Another knighthood goes to Paul Edwards, headmaster of Garforth Community College in Leeds, for services to education locally and nationally.

Award-winning jazz saxophonist Courtney Pine, 44, from Brighton, is made a CBE.

Sheen, 39, has played former prime minister Mr Blair twice, first in 2003 television drama The Deal and then in 2006’s award-winning film The Queen.

Having met the Queen as played by Dame Helen Mirren, he now has the chance of meeting the monarch herself when he collects his OBE.

An MBE is awarded to actor Liz Smith, 87, famous as Nana in the sitcom The Royle Family, and an OBE goes to singer-songwriter John Martyn, 60, who has collaborated with Eric Clapton and Phil Collins.

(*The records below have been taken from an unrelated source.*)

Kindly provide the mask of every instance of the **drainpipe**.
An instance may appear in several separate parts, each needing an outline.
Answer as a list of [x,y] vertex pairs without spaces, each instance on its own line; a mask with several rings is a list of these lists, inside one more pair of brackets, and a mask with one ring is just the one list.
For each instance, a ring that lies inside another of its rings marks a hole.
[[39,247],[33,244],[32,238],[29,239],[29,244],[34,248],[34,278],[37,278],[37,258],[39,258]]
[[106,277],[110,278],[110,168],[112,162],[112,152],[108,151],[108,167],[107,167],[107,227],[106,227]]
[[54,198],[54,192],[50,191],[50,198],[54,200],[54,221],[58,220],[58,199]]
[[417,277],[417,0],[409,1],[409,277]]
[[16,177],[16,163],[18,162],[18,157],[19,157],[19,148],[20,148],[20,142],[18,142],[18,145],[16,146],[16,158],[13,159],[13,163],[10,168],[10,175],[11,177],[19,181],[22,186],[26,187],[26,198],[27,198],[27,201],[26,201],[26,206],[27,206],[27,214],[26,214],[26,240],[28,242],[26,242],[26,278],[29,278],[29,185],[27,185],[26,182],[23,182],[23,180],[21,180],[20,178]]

MBEs go to fashion designer Anya Hindmarch, famous for her eco-friendly ‘I’m Not A Plastic Bag’ accessory, and interior designer Kelly Hoppen.

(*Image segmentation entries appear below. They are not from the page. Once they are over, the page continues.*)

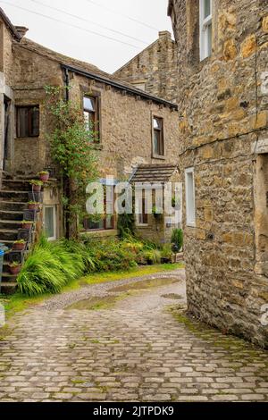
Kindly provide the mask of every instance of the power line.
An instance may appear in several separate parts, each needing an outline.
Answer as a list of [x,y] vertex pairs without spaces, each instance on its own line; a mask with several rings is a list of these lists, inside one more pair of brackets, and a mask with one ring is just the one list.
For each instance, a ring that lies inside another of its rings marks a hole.
[[145,23],[141,21],[138,21],[138,19],[135,19],[135,18],[132,18],[131,16],[129,16],[127,14],[123,14],[123,13],[121,13],[120,12],[115,12],[114,10],[113,9],[110,9],[110,7],[107,7],[107,6],[104,6],[102,4],[98,4],[97,3],[94,2],[93,0],[86,0],[87,2],[88,3],[91,3],[91,4],[94,4],[97,7],[101,7],[102,9],[105,9],[107,10],[108,12],[111,12],[111,13],[113,13],[113,14],[118,14],[119,16],[121,16],[123,18],[126,18],[126,19],[129,19],[130,21],[135,21],[136,23],[139,23],[140,25],[143,25],[147,28],[149,28],[150,29],[153,29],[153,30],[159,30],[158,28],[155,28],[154,26],[151,26],[151,25],[148,25],[147,23]]
[[64,21],[61,21],[60,19],[56,19],[56,18],[53,18],[51,16],[47,16],[47,14],[43,14],[43,13],[39,13],[38,12],[33,12],[29,9],[26,9],[24,7],[21,7],[21,6],[18,6],[16,4],[13,4],[12,3],[9,3],[9,2],[4,2],[1,0],[2,3],[4,3],[4,4],[8,4],[12,7],[15,7],[17,9],[21,9],[21,10],[23,10],[25,12],[29,12],[29,13],[32,13],[32,14],[36,14],[38,16],[42,16],[43,18],[46,18],[46,19],[49,19],[50,21],[56,21],[56,22],[59,22],[59,23],[63,23],[64,25],[67,25],[67,26],[70,26],[71,28],[75,28],[76,29],[80,29],[80,30],[83,30],[85,32],[88,32],[90,34],[93,34],[93,35],[96,35],[97,37],[101,37],[101,38],[104,38],[105,39],[109,39],[111,41],[114,41],[114,42],[117,42],[119,44],[124,44],[125,46],[132,46],[133,48],[136,48],[138,50],[140,50],[140,46],[134,46],[133,44],[129,44],[128,42],[124,42],[124,41],[120,41],[119,39],[116,39],[115,38],[112,38],[112,37],[108,37],[106,35],[102,35],[98,32],[95,32],[94,30],[90,30],[90,29],[87,29],[86,28],[81,28],[80,26],[78,26],[78,25],[74,25],[72,23],[68,23]]
[[58,9],[57,7],[53,7],[53,6],[49,6],[47,4],[46,4],[45,3],[42,3],[42,2],[38,2],[37,0],[30,0],[32,3],[35,3],[37,4],[40,4],[42,6],[45,6],[45,7],[47,7],[48,9],[52,9],[52,10],[55,10],[56,12],[60,12],[61,13],[63,13],[63,14],[66,14],[67,16],[71,16],[72,18],[75,18],[75,19],[79,19],[80,21],[83,21],[87,23],[90,23],[90,24],[93,24],[93,25],[96,25],[96,26],[98,26],[104,29],[107,29],[107,30],[111,30],[111,32],[114,32],[115,34],[119,34],[119,35],[122,35],[123,37],[126,37],[126,38],[129,38],[130,39],[133,39],[134,41],[138,41],[138,42],[141,42],[142,44],[145,44],[147,45],[147,43],[145,41],[143,41],[142,39],[138,39],[135,37],[131,37],[130,35],[127,35],[123,32],[121,32],[120,30],[116,30],[116,29],[113,29],[111,28],[108,28],[106,26],[104,26],[104,25],[101,25],[99,23],[96,23],[95,21],[88,21],[88,19],[84,19],[80,16],[78,16],[77,14],[72,14],[72,13],[70,13],[64,10],[62,10],[62,9]]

Orchestral conductor Owain Arwel Hughes gets a CBE, while concert pianist and conductor Howard Shelley is awarded an OBE.

Banjo player David Miles, from Hertford, receives an MBE for services to music.

Jenny Abramsky, who stepped down as the BBC’s director of audio and music this year and is now Heritage Lottery Fund chairman, and Chief Inspector of Prisons Anne Owers both become dames.

MBEs go to cricket commentator and journalist Christopher Martin-Jenkins, a well-known voice on the BBC’s Test Match Special, and Les Maddock, chief umpire for the Wimbledon tennis championships.

SERVICE TO OTHERS

Those honoured for their service to others during the terrifying 7/7 attacks on London include Tim Coulson, from Henley-on-Thames, Oxfordshire, who jumped across railway tracks to give first aid to the injured.

The others are: Stephen Hucklesby, from Leamington Spa; Elizabeth Kenworthy, from Waltham Abbey, Essex; David Matthews, from Luton; Gerald McIlmurray, from Epsom, Surrey; and Antonio Silvestro, also from Epsom.

The world of journalism is also recognised, with CBEs for Press Association executive chairman Paul Potts and financial journalist William Keegan.

Mrs Payne, from Surrey, receives her honour for services to child protection for her attempts to ensure that other parents do not have to go through what she endured after her daughter’s murder eight years ago.

Lyn Costello and Dee Edwards, co-founders of campaign group Mothers Against Murder and Aggression (MAMMA), are also given MBEs for their work.

Other MBEs go to Sophi Tranchell, managing director of fair trade confectionery firm Divine Chocolate, Dennis Goodwin, chairman of the First World War Veterans’ Association, and charity fundraiser Rosie Swale-Pope, who completed a five-year round-the-world run in August.